KondisiSritex yang terpuruk sebenarnya telah lama tercermin dalam laporan keuangan perusahaan, Dalam laporan teranyar atau September 2024, Liabilitas SRIL tercatat sebesar US$1,6 miliar atau sekitar Rp 26,41triliun (kurs Rp16.360), sedangkan ekuitasnya telah mencatatkan defisiensi modal sebesar -US$ 1,02 miliar.
Liabilitas SRIL didominasi oleh liabilitas jangka panjang, dengan perolehan sebesar US$1,48 miliar. Liabilitas jangka pendek tercatat sebesar US$133,84 juta.
Adapun utang bank menjadi salah satu pos paling besar yang menyumbang liabilitas jangka panjang SRIL, dengan nilai sebesar US$ 829,67 juta atau sekitar Rp 13,57 triliun (kurs Rp 16.360). Setidaknya terdapat 28 bank yang memiliki tagihan kredit jangka panjang atas Sritex.
Kondisi keuangan Sritex semakin berat dengan catatan rugi sebesar US$ 66,05 juta atau Rp 1,08 triliun (kurs Rp 16.360). Rugi ini terjadi lantaran penjualan perusahaan tidak mampu menutup beban pokok.
Sritex melaporkan penjualan sebesar US$ 200,93 juta, sedangkan beban pokok US$ 223,52 juta. Belum lagi ditambah dengan beban penjualan, beban umum, hingga beban operasi lainnya membuat rugi dari operasi Sritex pun membengkak menjadi US$ 58,61 juta.
Bos Jadi Tersangka
Petaka terbaru untuk Sritex kini datang dari Kejaksaan Agung (Kejagung) menangkap Direktur Utama PT Sri Rejeki Isman Tbk (Sritex) 2014-2023 yang sekarang menjabat sebagai Komisaris Utama Iwan Setiawan Lukminto kemarin, Rabu (21/5/2025).

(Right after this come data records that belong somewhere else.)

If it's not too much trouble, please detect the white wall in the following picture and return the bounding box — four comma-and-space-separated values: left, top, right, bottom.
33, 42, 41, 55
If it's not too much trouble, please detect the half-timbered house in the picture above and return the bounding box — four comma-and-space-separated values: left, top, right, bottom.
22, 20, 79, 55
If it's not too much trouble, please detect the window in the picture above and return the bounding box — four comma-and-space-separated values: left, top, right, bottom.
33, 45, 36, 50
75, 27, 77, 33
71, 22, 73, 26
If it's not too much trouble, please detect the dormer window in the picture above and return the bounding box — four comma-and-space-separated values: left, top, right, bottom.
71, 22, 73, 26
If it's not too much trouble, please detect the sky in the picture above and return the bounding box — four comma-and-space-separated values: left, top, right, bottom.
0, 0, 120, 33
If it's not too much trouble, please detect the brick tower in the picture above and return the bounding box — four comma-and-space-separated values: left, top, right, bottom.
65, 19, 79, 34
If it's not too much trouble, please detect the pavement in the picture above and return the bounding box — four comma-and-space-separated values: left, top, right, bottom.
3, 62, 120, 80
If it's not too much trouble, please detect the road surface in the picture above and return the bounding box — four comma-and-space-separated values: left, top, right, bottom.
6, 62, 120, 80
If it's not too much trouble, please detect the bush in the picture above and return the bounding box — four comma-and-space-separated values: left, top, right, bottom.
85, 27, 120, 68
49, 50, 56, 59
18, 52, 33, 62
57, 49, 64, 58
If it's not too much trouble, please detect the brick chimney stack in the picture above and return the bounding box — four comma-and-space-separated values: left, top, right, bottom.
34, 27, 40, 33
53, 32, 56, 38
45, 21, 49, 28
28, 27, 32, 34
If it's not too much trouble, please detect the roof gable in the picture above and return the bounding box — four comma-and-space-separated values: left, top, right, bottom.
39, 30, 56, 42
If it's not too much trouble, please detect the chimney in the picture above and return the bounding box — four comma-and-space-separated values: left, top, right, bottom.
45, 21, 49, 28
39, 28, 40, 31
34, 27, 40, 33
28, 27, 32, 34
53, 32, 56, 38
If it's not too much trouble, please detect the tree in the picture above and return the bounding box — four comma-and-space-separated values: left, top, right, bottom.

Direktur Penyidikan Jampidsus Kejaksaan Agung atau Dirdik Jampidsus Kejagung, Abdul Qohar membeberkan bahwa telah terjadi tindak pidana korupsi dalam pemberian kredit dari beberapa bank pemerintah daerah kepada PT Sritex Rejeki Isman Tbk dengan nilai total outstanding atau tagihan yang belum dilunasi hingga bulan Oktober 2024 sebesar Rp3.588.650.808.028,57 (Rp 3,58 triliun).
Kejagung juga telah menetapkan eks direktur utama Bank DKI Zainuddin Mapa dan Dicky Syahbandinata selaku pemimpin Divisi Korporasi dan Komersial PT Bank Pembangunan Daerah Jawa Barat dan Banten Tbk (BJBR) tahun 2020.
Dalam keterangan Kejagung, kredit yang diberikan Bank BJB dan Bank DKI saat ini masuk kategori kolektibilitas 5 atau macet. Aset perusahaan tidak bisa dieksekusi untuk menutupi nilai kerugian negara karena nilai lebih kecil dari nilai pemberian pinjaman kredit serta tidak dijadikan sebagai jaminan atau agunan.